If you’re doing self-destructive things all day, I want you to focus on refraining from doing self-destructive stuff for ten minutes out of a day. (You can still have the other twenty three hours and fifty minutes out of the day to do self-destructive things if you like.)
If you’re doing all the drugs, I want you to focus on just doing most of the drugs instead.
In psychology, we call this approach “harm reduction,” but what it really should be called is “real world change.”
Because this is how we change in the real world.
We change by taking baby steps.
We shift our focus for finite, limited periods.
Some people think it’s better to overhaul your life all at once— and I get why they think that. Overhauling a lot of things all at once is dramatic and stimulating and it’s how we see changes made in the movies.
I’ll be the first to admit that I’m not looking for changes that are cinematic.
I’m looking for changes that are real and sustainable.

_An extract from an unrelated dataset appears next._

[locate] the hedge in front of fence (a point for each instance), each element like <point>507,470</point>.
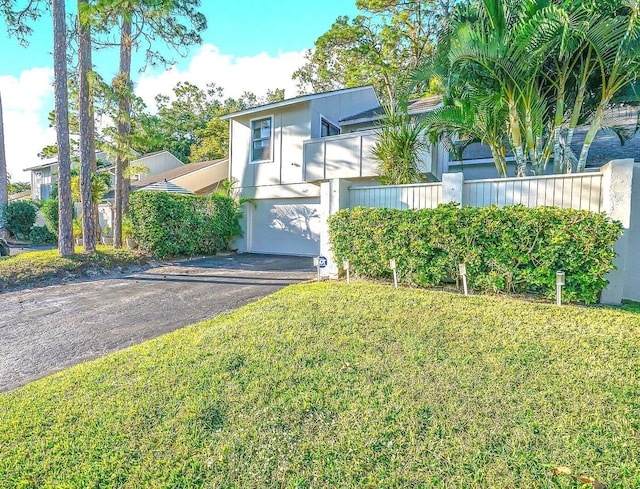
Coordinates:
<point>508,249</point>
<point>166,224</point>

If you feel one way, and I ask you to create a feeling state that is 90% similar to the way you’re already feeling, you KNOW for a fact you can do it— after all, you’re basically doing it now.
Then, when you get used to that new feeling state, I can ask you to create yet another feeling state, that is 90% similar to the one you’ve gotten good at feeling, and again, you KNOW you can do it— because, again, you’re basically doing it already.
That’s how we change in the real world. We nudge into a slightly different space; get used to it; then we nudge again.
Over time, we’ve nudge, nudge, nudged our way to a feeling state that is entirely different from where we started out.
It’s not dramatic.
It’s not cinematic.
Most of what I ask my patients to do is feel mostly the same— with little, consistent, intentional changes.
Day by day, week by week, month by month, year by year…those changes add up.
Canyons and caves aren’t formed all at once.
They are formed over time, by the drip, drip, dripping of water.
That’s how I want you to change your feelings and your behavior. That’s how we REALISTICALLY change feelings and behavior.
Some days your progress will be barely noticeable— and that’s on purpose.
Fast, dramatic changes are fast— but slow, steady changes stick.